Hacker News new | past | comments | ask | show | jobs | submit login
Justin.tv ending archiving, deleting all archived videos after June 14 (justin.tv)
149 points by makomk on May 31, 2014 | hide | past | web | favorite | 74 comments

If the destruction of all this unique user-generated content pisses you off -- and it should -- then feel free to join ArchiveTeam and help save this (and other) content for the Internet Archive. Check out the ArchiveTeam wiki at archiveteam.org, or come on over to #archiveteam and #archiveteam-bs on efnet throughout this week to watch a self-organizing data rescue mission happen in real time. (There will probably be a new dedicated channel spun off for this project later today or tomorrow.)

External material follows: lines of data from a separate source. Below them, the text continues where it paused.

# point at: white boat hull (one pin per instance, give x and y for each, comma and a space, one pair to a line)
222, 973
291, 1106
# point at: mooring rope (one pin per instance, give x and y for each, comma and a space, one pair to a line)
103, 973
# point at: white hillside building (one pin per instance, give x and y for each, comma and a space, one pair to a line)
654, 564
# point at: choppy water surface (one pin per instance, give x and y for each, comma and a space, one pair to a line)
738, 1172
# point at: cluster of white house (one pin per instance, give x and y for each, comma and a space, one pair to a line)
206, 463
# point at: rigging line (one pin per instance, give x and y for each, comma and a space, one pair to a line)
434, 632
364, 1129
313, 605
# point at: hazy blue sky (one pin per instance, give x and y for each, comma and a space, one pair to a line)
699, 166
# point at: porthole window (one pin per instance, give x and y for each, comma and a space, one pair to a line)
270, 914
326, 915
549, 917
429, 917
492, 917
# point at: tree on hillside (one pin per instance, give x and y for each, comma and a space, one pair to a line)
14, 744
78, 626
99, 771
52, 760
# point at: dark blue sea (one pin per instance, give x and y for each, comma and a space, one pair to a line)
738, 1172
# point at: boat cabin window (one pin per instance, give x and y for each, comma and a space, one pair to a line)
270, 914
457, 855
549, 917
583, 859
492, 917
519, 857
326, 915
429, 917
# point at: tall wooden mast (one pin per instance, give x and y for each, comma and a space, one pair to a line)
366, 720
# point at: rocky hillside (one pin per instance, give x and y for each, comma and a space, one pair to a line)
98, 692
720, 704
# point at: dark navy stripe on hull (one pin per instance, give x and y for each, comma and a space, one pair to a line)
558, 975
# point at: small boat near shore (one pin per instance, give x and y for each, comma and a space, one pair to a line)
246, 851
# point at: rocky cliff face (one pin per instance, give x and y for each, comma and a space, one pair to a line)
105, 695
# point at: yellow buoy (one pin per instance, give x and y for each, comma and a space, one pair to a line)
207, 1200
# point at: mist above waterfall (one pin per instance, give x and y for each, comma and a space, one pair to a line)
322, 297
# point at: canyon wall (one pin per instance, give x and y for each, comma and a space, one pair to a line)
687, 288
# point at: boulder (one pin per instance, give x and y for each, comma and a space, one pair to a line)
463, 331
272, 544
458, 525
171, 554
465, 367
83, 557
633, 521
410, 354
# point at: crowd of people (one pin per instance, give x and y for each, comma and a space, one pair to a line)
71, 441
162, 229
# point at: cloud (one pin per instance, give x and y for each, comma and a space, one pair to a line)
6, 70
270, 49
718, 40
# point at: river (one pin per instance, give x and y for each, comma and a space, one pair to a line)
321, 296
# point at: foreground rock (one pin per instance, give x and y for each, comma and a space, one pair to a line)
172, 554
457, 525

In the meantime, programs like youtube-dl and livestreamer are your friends.

http://rg3.github.io/youtube-dl/documentation.html http://livestreamer.readthedocs.org/en/latest/

To elaborate, the ArchiveTeam distributes a very simple-to-use virtual machine image that you can run. When you do so, your machine will help download and collect from disappearing websites. I don't think they've got scripts for justin.tv yet, but it sounds like they are going to, so now would be a good time to get your VM ready.

It's easy, and the more people who run the machine, the more power the ArchiveTeam has at their disposal. I encourage everyone to give it a look.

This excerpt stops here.